We grow up and grow old with trees. They give us the air we breathe,
but how often do we celebrate them? The current controversy about cutting down
trees in Sheffield for a road scheme serves as a reminder of our complacency.
Similarly, the outcry when the government announced a sell-off of public
forests in 2012 stimulated, says Robert, a reawakening of the idea that people
are interested in trees.
It led to an independent panel on forestry, the result of which is the
new Charter for Trees, Woods and People, which will launch at Lincoln
Cathedral tomorrow, on the 800th anniversary of the Charter of the Forest. The
original charter, issued on November 6 1217, gave back traditional rights to
ordinary people to use royal hunting grounds for agriculture and livestock
grazing. For the new charter, the Woodland Trust has led 70
organisations and 300 local community groups to collect more than 100,000
signatures and 60,000 tree stories.
“The new document is not going to be enacted, so it doesn’t have
teeth,” Robert explains. “But it sets out what we expect from our woods, our
right of access to them, and how we expect bodies – local, central and third
sector – to behave in respect of the trees and woods we have access to.”

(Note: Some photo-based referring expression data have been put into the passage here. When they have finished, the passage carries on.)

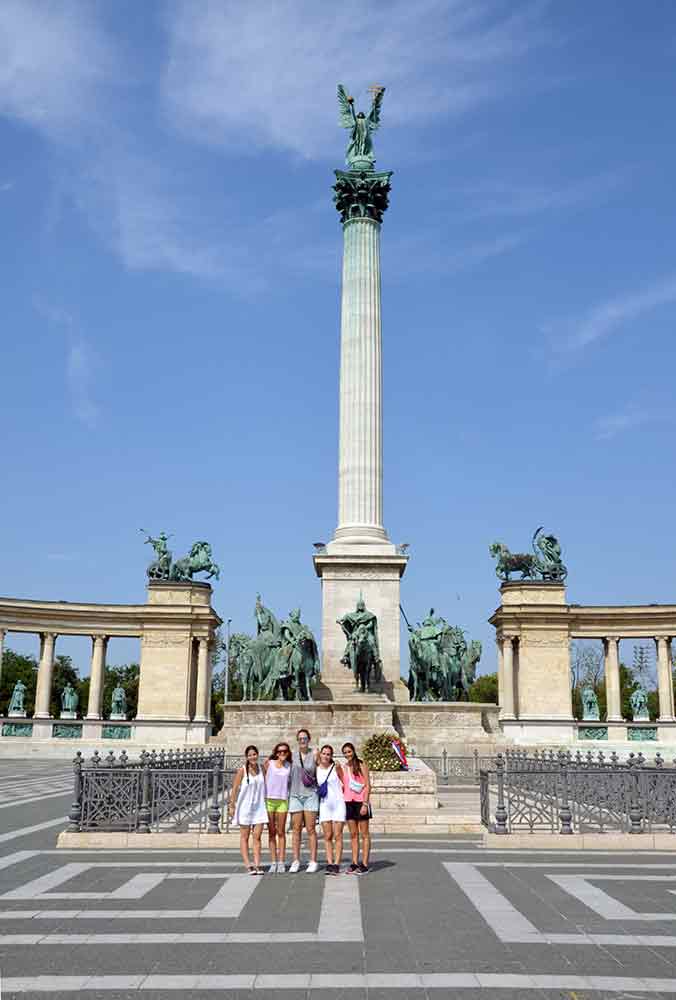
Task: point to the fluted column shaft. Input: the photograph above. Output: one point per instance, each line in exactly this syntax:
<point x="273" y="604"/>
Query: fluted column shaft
<point x="360" y="471"/>
<point x="43" y="691"/>
<point x="202" y="706"/>
<point x="665" y="686"/>
<point x="96" y="677"/>
<point x="507" y="677"/>
<point x="612" y="674"/>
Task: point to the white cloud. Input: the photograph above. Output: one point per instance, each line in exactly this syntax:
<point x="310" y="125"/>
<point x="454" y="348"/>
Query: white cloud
<point x="607" y="317"/>
<point x="52" y="59"/>
<point x="264" y="74"/>
<point x="612" y="424"/>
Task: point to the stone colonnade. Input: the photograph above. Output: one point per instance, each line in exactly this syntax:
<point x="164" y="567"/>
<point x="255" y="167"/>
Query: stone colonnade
<point x="534" y="627"/>
<point x="176" y="629"/>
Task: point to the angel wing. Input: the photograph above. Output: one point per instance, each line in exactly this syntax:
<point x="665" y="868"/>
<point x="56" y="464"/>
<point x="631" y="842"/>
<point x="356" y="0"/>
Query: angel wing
<point x="346" y="111"/>
<point x="374" y="113"/>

Robert Penn tends to a sapling CREDIT: JOHN LAWRENCE
Having left the City 15 years ago, Robert has devoted himself to
learning how to manage trees sustainably. He confesses to having become “a bit
of tree-hugger”, albeit one in a flat cap with two spaniels.
Fifty per cent of British woodland is unmanaged, he says: “They are
often deemed to be economically unviable, so the wood manages itself and
biodiversity decreases. And with that the chance of getting good timber with
economic value decreases, too.”
Until 12 years ago, Court Wood, in the grounds of Llanvihangel Court,
was part of that 50 per cent. The 11 acres of mixed hardwood woodland had
been out of management for 50 years, and the coppiced woodland had been buried
under dense thicket and overwhelmed with brambles. Since taking it on, Robert
and other volunteers have cleared glades to allow in light and encourage
biodiversity, continued coppicing, and created a woodworking area and charcoal
kiln.
“There’s something magical about planting a tree that might be here for
over 100 years,” says self-confessed tree-hugger Robert Penn CREDIT: JOHN
LAWRENCE
“Slowly but surely we’re bringing it back under management,” he says.

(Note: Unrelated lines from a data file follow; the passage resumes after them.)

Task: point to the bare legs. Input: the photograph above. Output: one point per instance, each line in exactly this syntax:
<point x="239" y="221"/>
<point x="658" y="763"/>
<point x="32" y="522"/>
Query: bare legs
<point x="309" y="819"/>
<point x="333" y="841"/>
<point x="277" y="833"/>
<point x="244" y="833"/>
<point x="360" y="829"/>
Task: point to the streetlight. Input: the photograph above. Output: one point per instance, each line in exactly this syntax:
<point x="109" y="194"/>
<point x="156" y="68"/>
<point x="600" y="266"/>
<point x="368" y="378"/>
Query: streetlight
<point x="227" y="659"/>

“Woodlands like this have become reliant on us, because they’ve been managed by
us for so long in a certain way. We’ve created a symbiotic relationship. And by
neglecting them we’re breaking that relationship.”
But why should we care? “Good question,” he says. As well as being an
economic resource for timber (the UK imports 80 per cent of its timber) they
are carbon stores and havens of wildlife. But, says Robert, they are also an
important amenity. “We should have more woods with public access to get away
from the stress of the city.” He cites the Japanese tradition of shinrin-yoku –
“forest-bathing” – and the effect it has on well-being. “It reduces blood
pressure, induces better sleep patterns, and lowers secretions of the stress
hormone cortisol. Come here on a spring day when it’s heaving with wildlife,
butterflies, birds and beetles, and see how you feel.”
One man and his dogs: Robert Penn with Wiggins and Zappa CREDIT: JOHN
LAWRENCE
Winter, though, is the time for action. While, with a little bit of
encouragement, the ash-dominant wood would happily reseed itself, Robert and
his fellow volunteers are keen to diversify the species, conscious of the
effect ash dieback will have in the years to come. “We’re growing British
native species underneath the ash, assuming dieback will kill a lot of them,”
he says. It is the sweep of disease that gives him cause for concern about the
future health of our woodlands.
“Ecologist Dr Oliver Rackham said you’d expect an event like Dutch elm
disease to take place once a millennium, not what’s happening now, every
decade.”
The lessons of cheap tree imports have been learned too late for the
versatile and beautiful ash, but this is even more reason for us to redouble
our efforts. “We are rebuilding but we need to do it in a more radical way.
Every generation should take it upon itself to replant.” It only takes a minute
to plant a tree, but the effects last more than our lifetime.